Head-to-head trials of hip arthroscopy and physiotherapy for femoroacetabular impingement syndrome (FAIS) hint that surgery leads to self-reported symptom improvement, but solid proof is lacking.

A multicentre Australian trial that compared arthroscopic hip surgery with physiotherapy for FAIS has found that patients who underwent surgery reported continued symptom improvement for up to 12 months, while those who received physiotherapy plateaued after six months.

However, the self-reported benefits among patients who had the surgery were not explained by better hip cartilage metabolism.

Patients with FAIS were randomised into two groups to receive either arthroscopic FAI surgery or an individualised physiotherapy program.

Arthroscopic surgeries were performed about 12 weeks after randomisation. Participants in the physio group were offered a minimum of six physiotherapy sessions during the first 12 weeks of the trial, commencing around five weeks from randomisation. The study was published in BMC Musculoskeletal Disorders.

The iHOT-33 (International Hip Outcome Tool-33) questionnaire showed that patients treated with surgery reported a more significant improvement in hip-related quality of life (iHOT-33 29.6) compared with those who received physiotherapy (iHOT-33 15.4) 12 months post-intervention.

“Surgery patients showed marked improvement from six to 12 months, and previous longitudinal studies have shown surgery patients continue to improve for at least two years,” said Dr John O’Donnell, a hip arthroscopy surgeon at Hip Arthroscopy Australia and St Vincent’s Private Hospital East Melbourne and one of the authors of the study.

“The physio patients seemed to level off at six months or perhaps start to deteriorate. There is very little information published on longer-term physio treatment.”

However, the dGEMRIC (delayed gadolinium-enhanced MRI of cartilage) score showed no statistically significant difference between the physiotherapy and the surgery group at 12 months of follow-up.

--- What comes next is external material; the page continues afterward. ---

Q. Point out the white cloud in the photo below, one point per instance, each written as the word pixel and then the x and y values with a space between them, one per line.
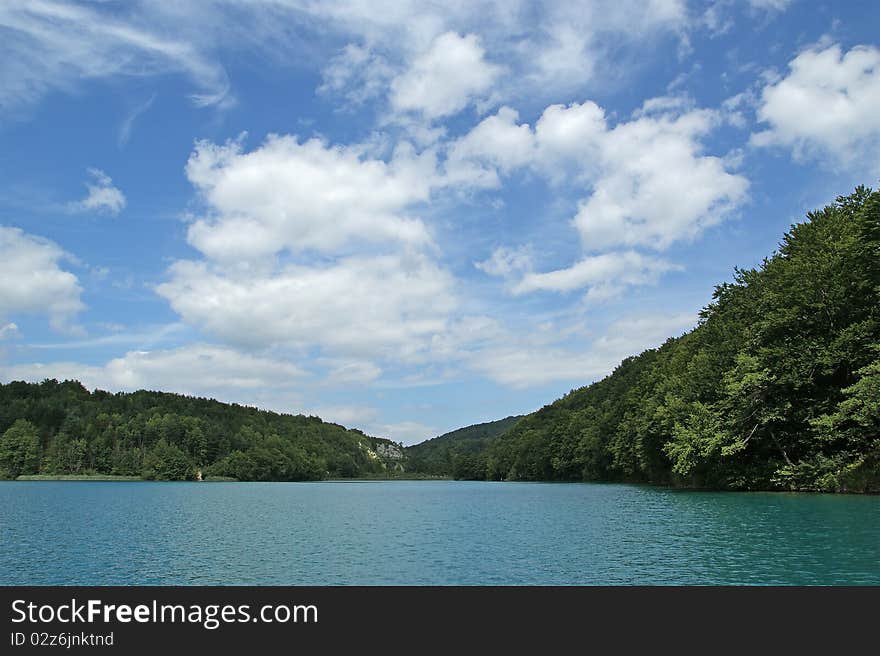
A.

“To determine whether arthroscopy surgery protected you against developing hip osteoarthritis is extremely difficult,” said Dr O’Donnell. He said the team had hoped dGEMRIC scans could help make that prediction, but it was impossible to interpret them.

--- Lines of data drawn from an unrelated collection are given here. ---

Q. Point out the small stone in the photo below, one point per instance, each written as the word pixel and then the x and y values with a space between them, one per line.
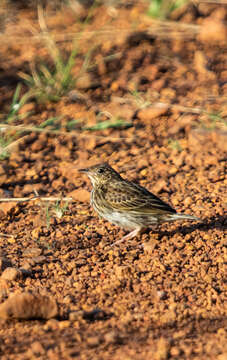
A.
pixel 111 337
pixel 29 306
pixel 4 263
pixel 11 274
pixel 93 341
pixel 151 113
pixel 37 348
pixel 32 252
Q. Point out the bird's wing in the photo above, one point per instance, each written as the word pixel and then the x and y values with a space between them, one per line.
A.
pixel 127 196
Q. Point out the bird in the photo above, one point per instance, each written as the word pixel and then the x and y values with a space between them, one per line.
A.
pixel 127 204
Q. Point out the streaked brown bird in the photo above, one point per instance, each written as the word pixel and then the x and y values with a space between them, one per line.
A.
pixel 127 204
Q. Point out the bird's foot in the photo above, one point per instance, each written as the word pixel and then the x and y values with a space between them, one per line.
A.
pixel 128 236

“The problem with [dGEMRIC] to look at the cartilage is that it didn’t work, and no one really understands why,” he said.

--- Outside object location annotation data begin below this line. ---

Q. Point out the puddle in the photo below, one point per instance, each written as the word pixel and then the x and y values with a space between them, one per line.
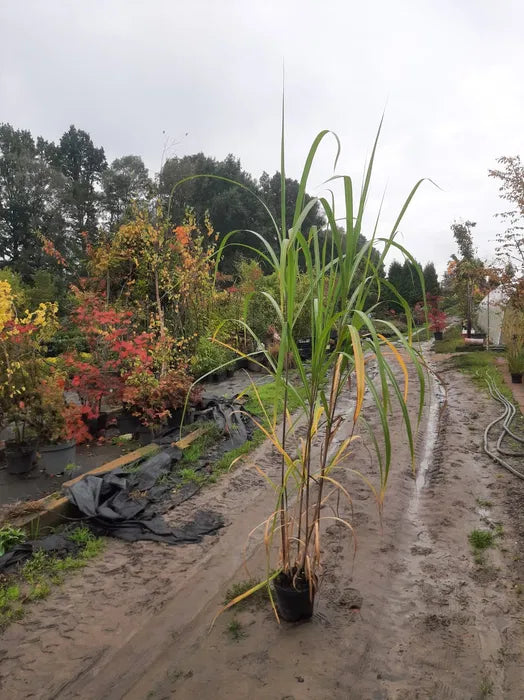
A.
pixel 436 392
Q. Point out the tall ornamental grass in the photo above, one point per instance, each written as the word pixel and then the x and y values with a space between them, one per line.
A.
pixel 344 279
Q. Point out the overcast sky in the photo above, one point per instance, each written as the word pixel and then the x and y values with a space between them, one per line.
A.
pixel 447 72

A systematic review of three randomised controlled trials evaluating iHOT-33 scores between six and eight months after arthroscopic surgery or physiotherapy on FAIS patients was recently published in Arthritis Care & Research.

The study concluded that both interventions resulted in statistically and clinically significant short-term improvements in hip pain and function, and quality of life – but hip arthroscopy was statistically superior to physical therapy.

However, said Dr O’Donnell, all trials run to date had several limitations. Most studies don’t run for long enough to understand the long-term effects of the two therapies. And because the trials can’t be blinded, there might be a strong placebo effect that is hard to eliminate.

There might also be a recruitment bias: “It is pretty generally recognised that the people who do best with surgery are athletes. But there are no athletes in our study because they all refuse to go in,” said Dr O’Donnell.

Ideally, he said, hip arthroscopy surgery should be compared with sham surgery.

“But there are major ethical problems with that, and I refuse to do it.”